To keep its technology relatively affordable, Cohere charges access on a per-character basis based on the size of the model and the number of characters apps use. Only the generated models charge on input and output characters, while other models charge on output characters. Meanwhile, all fine-tuned models — models tailored to particular domains, industries, or scenarios — are set at two times the baseline model rate.
Also Read: Why Language Matters
Large language models
The partnership with Google Cloud will grant Cohere access to dedicated fourth-generation tensor processing units (TPUs) running in Google Cloud instances. TPUs are custom chips explicitly developed to accelerate AI training, powering products like Google Search, Google Photos, Google Translate, Google Assistant, Gmail, and Google Cloud AI APIs.
“The partnership will run until the end of 2024 with options to extend into 2025 and 2026. Google Cloud and Cohere have plans to partner on a go-to-market strategy,” said Gomez. “We met with several Cloud providers and felt that Google Cloud was best positioned to meet our needs.”
Cohere’s decision to partner with Google Cloud reflects the logistical challenges of developing large language models.
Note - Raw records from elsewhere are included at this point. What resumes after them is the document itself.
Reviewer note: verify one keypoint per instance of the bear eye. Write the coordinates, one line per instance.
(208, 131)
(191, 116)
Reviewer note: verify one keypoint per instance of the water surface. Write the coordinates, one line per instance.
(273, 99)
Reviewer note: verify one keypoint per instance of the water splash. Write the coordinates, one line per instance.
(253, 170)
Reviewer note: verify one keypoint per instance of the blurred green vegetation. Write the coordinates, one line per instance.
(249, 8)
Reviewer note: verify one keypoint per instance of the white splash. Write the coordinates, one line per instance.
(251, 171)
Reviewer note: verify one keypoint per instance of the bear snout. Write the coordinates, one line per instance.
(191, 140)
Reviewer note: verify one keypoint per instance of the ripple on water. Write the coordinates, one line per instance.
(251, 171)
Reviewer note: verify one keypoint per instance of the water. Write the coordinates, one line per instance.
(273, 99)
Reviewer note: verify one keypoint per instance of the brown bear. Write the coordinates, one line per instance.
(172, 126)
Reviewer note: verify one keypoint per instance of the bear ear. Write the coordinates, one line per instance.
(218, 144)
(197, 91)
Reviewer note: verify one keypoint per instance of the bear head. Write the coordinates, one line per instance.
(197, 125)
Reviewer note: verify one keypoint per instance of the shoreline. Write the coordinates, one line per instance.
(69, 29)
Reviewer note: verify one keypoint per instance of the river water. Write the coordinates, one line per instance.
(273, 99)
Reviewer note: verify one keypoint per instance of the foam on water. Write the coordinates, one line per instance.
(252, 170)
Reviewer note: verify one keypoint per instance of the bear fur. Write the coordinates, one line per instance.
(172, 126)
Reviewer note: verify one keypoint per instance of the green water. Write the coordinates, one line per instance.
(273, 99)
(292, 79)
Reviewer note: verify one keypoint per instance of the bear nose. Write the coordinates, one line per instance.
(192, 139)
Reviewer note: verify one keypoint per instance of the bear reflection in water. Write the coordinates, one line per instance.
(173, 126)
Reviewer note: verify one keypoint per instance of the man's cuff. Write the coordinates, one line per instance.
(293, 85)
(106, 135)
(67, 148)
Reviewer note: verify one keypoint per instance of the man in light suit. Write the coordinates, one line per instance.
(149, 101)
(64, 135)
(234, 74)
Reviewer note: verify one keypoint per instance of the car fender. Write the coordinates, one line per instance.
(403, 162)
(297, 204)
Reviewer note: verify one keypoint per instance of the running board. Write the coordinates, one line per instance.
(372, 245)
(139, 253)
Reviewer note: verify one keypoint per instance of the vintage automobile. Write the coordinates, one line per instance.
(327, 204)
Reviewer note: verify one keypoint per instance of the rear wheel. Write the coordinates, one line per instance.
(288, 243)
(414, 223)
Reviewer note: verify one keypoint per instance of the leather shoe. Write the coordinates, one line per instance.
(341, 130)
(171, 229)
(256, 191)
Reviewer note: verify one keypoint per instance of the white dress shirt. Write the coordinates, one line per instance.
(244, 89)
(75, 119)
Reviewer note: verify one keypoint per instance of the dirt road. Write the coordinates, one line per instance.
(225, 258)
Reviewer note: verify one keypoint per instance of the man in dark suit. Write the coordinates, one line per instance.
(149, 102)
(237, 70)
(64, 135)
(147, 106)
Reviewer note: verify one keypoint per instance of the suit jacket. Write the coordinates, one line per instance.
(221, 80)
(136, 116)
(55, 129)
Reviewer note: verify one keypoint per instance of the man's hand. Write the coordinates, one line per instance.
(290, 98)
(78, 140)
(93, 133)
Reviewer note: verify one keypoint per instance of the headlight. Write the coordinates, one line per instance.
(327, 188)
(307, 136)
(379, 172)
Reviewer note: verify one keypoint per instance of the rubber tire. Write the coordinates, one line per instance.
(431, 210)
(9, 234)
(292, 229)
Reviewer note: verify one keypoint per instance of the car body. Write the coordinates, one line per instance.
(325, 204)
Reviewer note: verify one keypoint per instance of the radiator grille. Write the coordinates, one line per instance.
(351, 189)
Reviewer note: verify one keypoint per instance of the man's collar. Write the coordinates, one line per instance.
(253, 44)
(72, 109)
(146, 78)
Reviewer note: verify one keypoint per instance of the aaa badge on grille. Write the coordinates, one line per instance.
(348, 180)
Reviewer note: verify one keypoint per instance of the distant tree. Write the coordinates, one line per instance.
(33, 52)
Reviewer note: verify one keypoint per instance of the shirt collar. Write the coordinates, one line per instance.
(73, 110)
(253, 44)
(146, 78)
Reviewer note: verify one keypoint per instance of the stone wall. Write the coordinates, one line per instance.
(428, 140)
For example, Nvidia’s recently released Megatron 530B model was trained across 560 Nvidia DGX A100 servers, each hosting 8 Nvidia A100 80GB GPUs. Microsoft and Nvidia say they observed between 113 to 126 teraflops per second per GPU while training Megatron 530B, which would put the training cost in the millions of dollars.
Inference — actually running the trained model — is another challenge. On two of its costly DGX SuperPod systems, Nvidia claims that inference ( autocompleting a sentence) with Megatron 530B only takes half a second. But it can take over a minute on a CPU-based on-premises server. While cloud alternatives might be cheaper, they’re not dramatically so — one estimate pegs the cost of running GPT-3 on a single Amazon Web Services instance at a minimum of $87,000 per year.
Cohere rival OpenAI trains its large language models on an “AI supercomputer” hosted by Microsoft, which invested over $1 billion in the company in 2020, roughly $500 million of which came in the form of Azure compute credits.
In Cohere, Google Cloud — which already offered a range of NLP services — gains a customer in a market that’s increasing during the pandemic. According to a 2021 survey from John Snow Labs and Gradient Flow, 60 per cent of tech leaders indicated that their NLP budgets grew by at least 10 per cent compared to 2020, while a third — 33 per cent — said their spending climbed by more than 30 per cent.
“We’re dedicated to supporting companies, such as Cohere, through our advanced infrastructure offering to drive innovation in NLP,” Google Cloud AI director of product management Craig Wiley told VentureBeat via email. “Our goal is always to provide the best pipeline tools for developers of NLP models. By bringing together the NLP expertise from both Cohere and Google Cloud, we are going to be able to provide customers with some pretty extraordinary outcomes.”
The global NLP market will be worth $2.53 billion by 2027, up from $703 million in 2020. And if the current trend holds, a substantial portion of that spending will be put toward cloud infrastructure — benefiting Google Cloud.